Als wir die Lichter von Valletta sehen, fällt uns ein Stein von Herzen. Endlich wieder festen Boden unter den Füßen! Wobei es uns völlig wurscht ist, ob wir in unserem Guesthouse zu dieser nachtschlafenen Zeit noch jemanden antreffen! Hauptsache runter von dem Kahn! Im Frachtraum des Katamarans herrscht mächtiges Durcheinander. Die Gemüse-Kisten zweier nebeneinander geparkter Gemüselaster haben sich ineinander verschoben. Andere Gepäckstücke sind wild herumgepurzelt. Aber die Turtle steht heil an der Bordwand in ihrem Klammergriff. Nachdem man große Frachtsäcke zur Seite geräumt hat, verlassen wir die Fähre – um am Kai wieder von einem Zollbeamten kontrolliert zu werden. Der kontrolliert dann sogar TÜV und Profiltiefe der Reifen. Und hakt das Fahrzeug auf seiner Liste ab. Als ob sich unterwegs einer dazuschmuggeln könnte!!!

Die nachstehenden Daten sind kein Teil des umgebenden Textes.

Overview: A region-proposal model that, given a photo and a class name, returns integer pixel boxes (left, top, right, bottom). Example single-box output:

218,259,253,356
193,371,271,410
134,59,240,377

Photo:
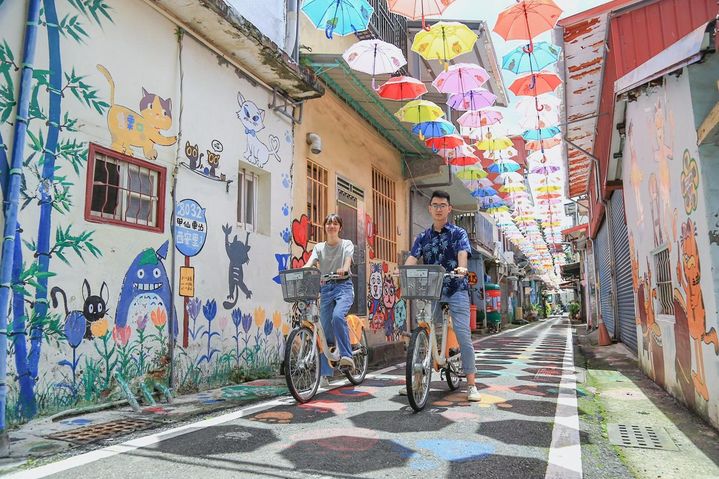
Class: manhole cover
46,418,157,445
607,424,678,451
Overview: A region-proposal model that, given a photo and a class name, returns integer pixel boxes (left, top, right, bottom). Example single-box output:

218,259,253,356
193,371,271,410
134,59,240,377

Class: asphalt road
15,318,583,479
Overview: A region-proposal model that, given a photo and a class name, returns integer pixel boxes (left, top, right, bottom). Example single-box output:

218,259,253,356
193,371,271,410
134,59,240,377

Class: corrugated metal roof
304,54,437,159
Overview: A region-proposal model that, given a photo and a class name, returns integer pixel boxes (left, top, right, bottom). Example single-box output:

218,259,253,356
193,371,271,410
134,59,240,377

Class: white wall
226,0,288,51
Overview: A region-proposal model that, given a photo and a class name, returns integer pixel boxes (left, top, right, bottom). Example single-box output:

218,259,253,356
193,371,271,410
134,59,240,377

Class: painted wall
622,71,719,429
0,0,293,424
293,92,410,347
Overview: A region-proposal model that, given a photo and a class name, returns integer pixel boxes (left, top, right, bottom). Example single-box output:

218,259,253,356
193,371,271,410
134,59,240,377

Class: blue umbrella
522,126,561,141
487,161,521,173
412,120,457,139
502,42,562,74
471,187,499,198
302,0,374,39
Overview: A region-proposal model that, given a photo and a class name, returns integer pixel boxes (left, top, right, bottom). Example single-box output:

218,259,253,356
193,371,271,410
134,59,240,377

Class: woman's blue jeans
319,280,354,377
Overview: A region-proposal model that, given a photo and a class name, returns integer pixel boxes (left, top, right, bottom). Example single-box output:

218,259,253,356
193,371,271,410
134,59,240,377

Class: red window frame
84,143,166,233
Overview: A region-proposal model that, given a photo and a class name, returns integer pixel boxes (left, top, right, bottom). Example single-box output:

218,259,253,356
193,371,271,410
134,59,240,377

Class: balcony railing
356,0,408,56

Wir verlassen den Hafen. Linksverkehr. Ich mahne wiederholt über die Gegensprechanlage: "Links fahren!" Es ist mittlerweile nach ein Uhr nachts. In einem Kreisverkehr hält uns ein Autofahrer an und fragt uns, ob wir ein Hotelzimmer brauchen. Aber wir suchen unser Guesthouse. Dieses befindet sich in einer steilen, kopfsteingepflasterten Straße, die in eine Treppenstraße übergeht.

Im Guesthouse ist zwar der Hausherr nicht mehr anwesend oder wach – mittlerweile ist es schließlich halb zwei in der Nacht – aber ein junger Australier hat von ihm die Aufgabe erhalten, auf unser Eintreffen zu warten. Er öffnet uns die Tür und hilft uns schließlich, unsere Koffer ins Haus zu tragen. Dabei wäre Jochen mit der ganzen Fuhre fast noch umgekippt. Die Straße ist sehr steil und das Kopfsteinpflaster glatt – irgendwann sinkt der Seitenständer ein und Jochen hat alle Mühe, die Kiste halten. Das wäre geschafft. Wir beziehen unser Zimmer.